Many people may be dubious of the capital cost of the infrastructure needed for those modes of transport. This can be remedied by conducting the quick exercise of multiplying the number of cars registered in South Africa (7 million) by the price of a Tesla ($40,000), or recall that even a lightly-trafficked rural road costs R3.5 million per kilometre, with freeways costing several multiples of that per lane. Cars are also the most infrastructure-intensive means of transport, and have ancillary costs that are easy to forget. In car-dependent cities, a sizeable fraction of total land use is devoted to roads and parking - as high as 35% to 50% in some cities. If we had fewer cars, we would also have more space.
That is not to say that cars should be wiped from our roads entirely - in some respects they simply aren’t replaceable. But personal transport has always been a mixture of modalities, and an optimised, efficient transport network will entail fewer personal cars, with a greater share going to public transport and low-energy personal transport.
The cars that are part of an optimised network may well be electrically driven, but with an ownership pattern shifted toward car-sharing to increase usage rates per vehicle, reducing manufacturing burden relative to usage as well as reducing the percentage of charge that is wasted.
If and when South Africa’s energy picture improves to the point that EVs have a lower carbon footprint than internal combustion engines, they will still compare badly to other personal transport options, and their widespread adoption will still require a carbon- and resource-intensive transition process. Subsidies should not be allocated on a “second-worst option” basis.
EVs are not a departure from energy-intensive, environmentally damaging personal transport; they continue that status quo.
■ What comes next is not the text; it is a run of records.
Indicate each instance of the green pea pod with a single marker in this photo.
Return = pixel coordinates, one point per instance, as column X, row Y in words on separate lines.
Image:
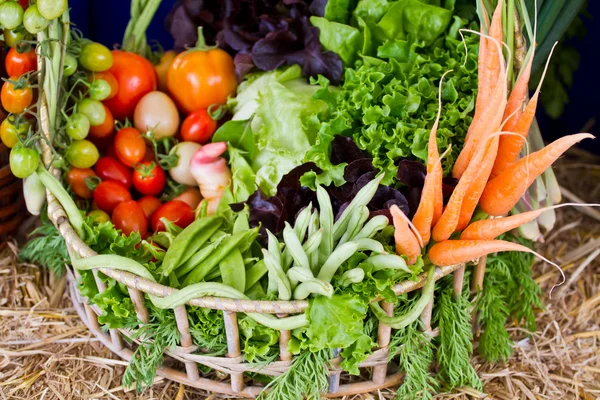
column 294, row 247
column 276, row 274
column 388, row 261
column 233, row 270
column 373, row 226
column 255, row 273
column 314, row 286
column 354, row 275
column 402, row 321
column 189, row 241
column 362, row 198
column 240, row 240
column 326, row 219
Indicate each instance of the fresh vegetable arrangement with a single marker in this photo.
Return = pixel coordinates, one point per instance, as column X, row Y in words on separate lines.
column 328, row 151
Even if we are destined to transition entirely to renewable energy (as we eventually must), how long it takes us to make that transition, how much it will cost, and what resources must be consumed to achieve it, will all be directly proportional to the amount of energy that we are using.
Subsidies, then, should be directed toward reducing energy use rather than perpetuating exorbitantly energy-intensive activities. Subsidies directed toward EVs would, by extension, subsidise the iron and coal mining that support steel manufacture, while discouraging the use of efficient alternatives.
Those who propose that the government should subsidise them as they drag the better part of two tons of steel, plastic and rare earth metals around with them everywhere they go, are not advocating for the environment, they are advocating for the industries that supply those materials.